Cryo-EM structure of FMRP•ribosome complex

We obtained a cryo-EM map of the Drosophila 80S ribosome•NT-dFMRP complex to determine the three-dimensional (3D) binding position of NT-dFMRP on the ribosome. Subtraction of the 3D map of the control Drosophila 80S ribosome from that of the 80S ribosome•NT-dFMRP complex shows an elongated mass of density, within the ribosomal inter-subunit space, that spans from central protuberance (CP) to α-sarcin/ricin stem-loop (SRL) region of the 60S subunit (Figure 4B). One end of the elongated difference mass interacts with the CP and A-site finger (ASF) of the 60S subunit, while its other end is situated between the protein S12 region of the small (40S) subunit and SRL region of the 60S subunit. Based on our cross-linking data, suggesting that the N-terminus of the NT-dFMRP construct interacts with the CP protein L5, we assign that portion of the difference map to the N-terminus, and tentatively assign the portion between S12 and SRL to the C-terminus domain of FMRP (Figures 4B-D). Both our crosslinking and cryo-EM results agree with a previous tandem affinity purification analysis of dFMRP from a cytoplasmic lysate, which showed that FMRP could interact with ribosomal proteins L5 and L18 (Ishizuka et al., 2002), both located in the CP of the 60S subunit (Ben-Shem et al., 2011). Indeed, we observe a direct interaction of NT-dFMRP with protein L5. The previous interaction reported with protein L18 could involve the N-terminus of the full-length FMRP that was absent in our construct. Docking of an I-TASSER (Zhang, 2008) homology model of NT-dFMRP into the corresponding cryo-EM map density tentatively places its KH1 and KH2 domains interacting with the CP and ASF, respectively, of the 60S subunit (Figures 4C-D). This region of the 60S subunit would normally be occupied by a tRNA in the peptidyl site (P site) during protein synthesis. Superimposition of the ribosome-bound FMRP and previously known binding position of the tRNA at the ribosomal P site indicated that the KH1 and KH2 domains of FMRP would partially overlap with the anticodon arm of the tRNA (Figure S7). However, future structural studies with a translationally inhibited ribosome•FMRP complex carrying a tRNA in the P site will be essential to understand if and how both the P-site tRNA and FMRP would be accommodated simultaneously on the ribosome.

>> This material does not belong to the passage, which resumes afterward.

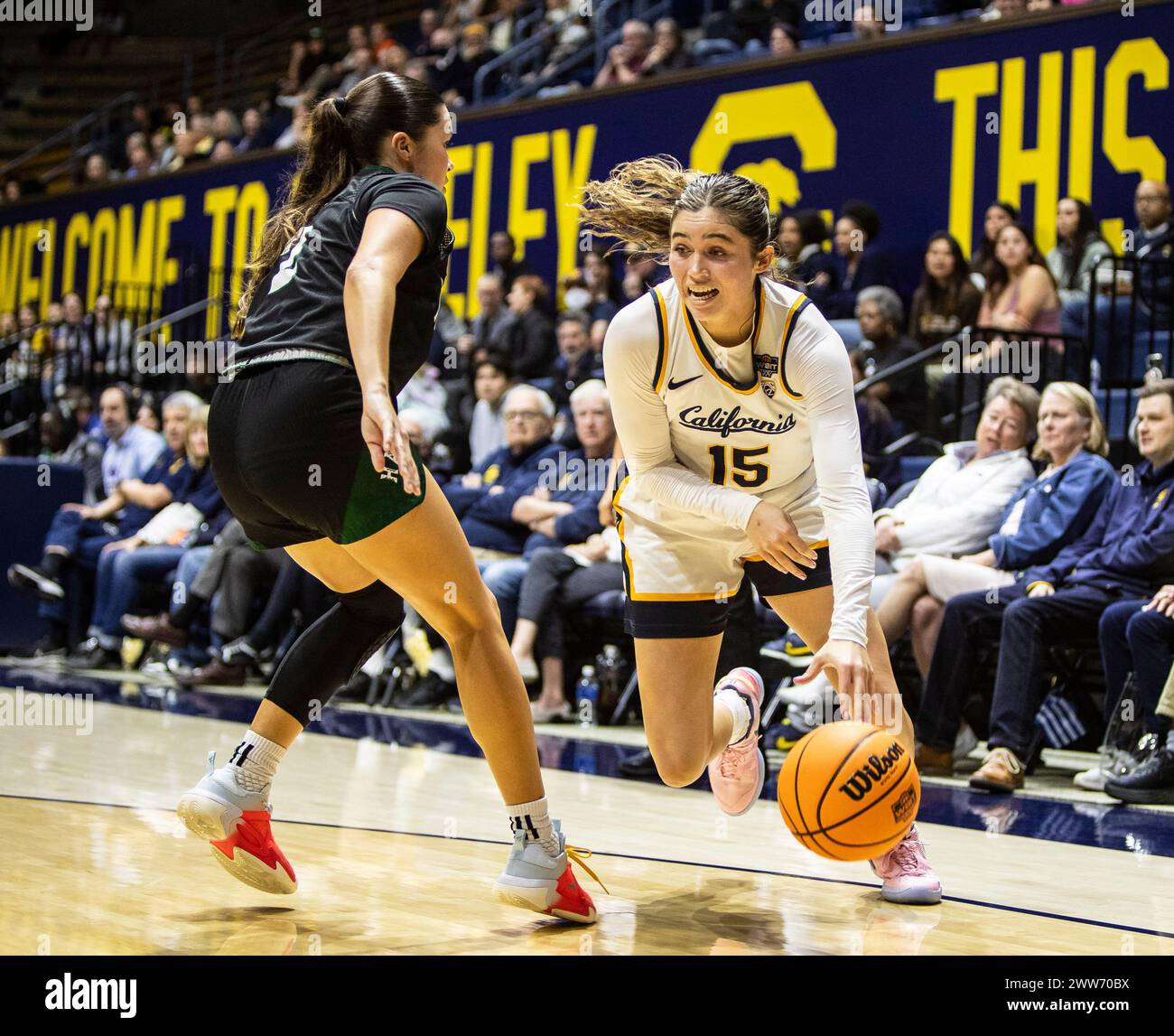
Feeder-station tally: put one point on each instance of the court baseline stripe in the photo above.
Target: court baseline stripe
(421, 834)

Model for translational inhibition by FMRP

The cryo-EM structure suggests that the N-terminal KH1 and KH2 domains of FMRP bind to the ribosome, whereas the C-terminal RGG domain, which lies closer to the A-site in the small ribosomal subunit may interact with the mRNA. Interaction of the RGG domain of FMRP with G-quadruplex sequences in the mRNA may explain the selective translational inhibition of specific mRNA targets (Coffee et al., 2010; Lee et al., 2003; Schaeffer et al., 2001; Zhang et al., 2001), and is consistent with our results that the ΔRGG mutant inhibits translation poorly. Therefore, as depicted in Figure 5, the interactions of FMRP both with the ribosome and the mRNA may be important for synergistically inhibiting translation. The binding position of NT-dFMRP on the 80S ribosome suggests that FMRP would directly block the binding of several translation factors and tRNA that are known to bind to the overlapping regions on the ribosome (Agrawal et al., 2000), and thereby inhibit protein synthesis. Indeed, a recent study showed that FMRP reversibly stalls 80S ribosomes bound to target mRNAs at the elongation stage of protein synthesis (Darnell et al., 2011). Additionally, the FMRP-stalled 80S ribosomes appeared to form larger complexes consisting of multiple 80S ribosomes bound to the target mRNA (Darnell et al., 2011). These previous results, taken together with our structural data, suggest that FMRP would block the binding of eEF1A•GTP•aminoacyl-tRNA ternary complex and eEF2 to the 80S ribosome to inhibit the transit of the ribosomes on the target mRNAs. Finally, the inhibition of translation by FMRP maybe regulated by the post-translational modification of FMRP such as phosphorylation/dephosphorylation of serine residues (Ceman et al., 2003; Coffee et al., 2012; Muddashetty et al., 2011; Nalavadi et al., 2012; Siomi et al., 2002) and methylation/demethylation of arginine residues (Blackwell et al., 2010; Denman, 2002; Dolzhanskaya et al., 2006). These post-translational modifications may modulate the affinity of FMRP for the ribosome and for the target mRNAs thereby “turning-on” or “turning-off” protein synthesis locally in the neuron in an activity-dependent manner.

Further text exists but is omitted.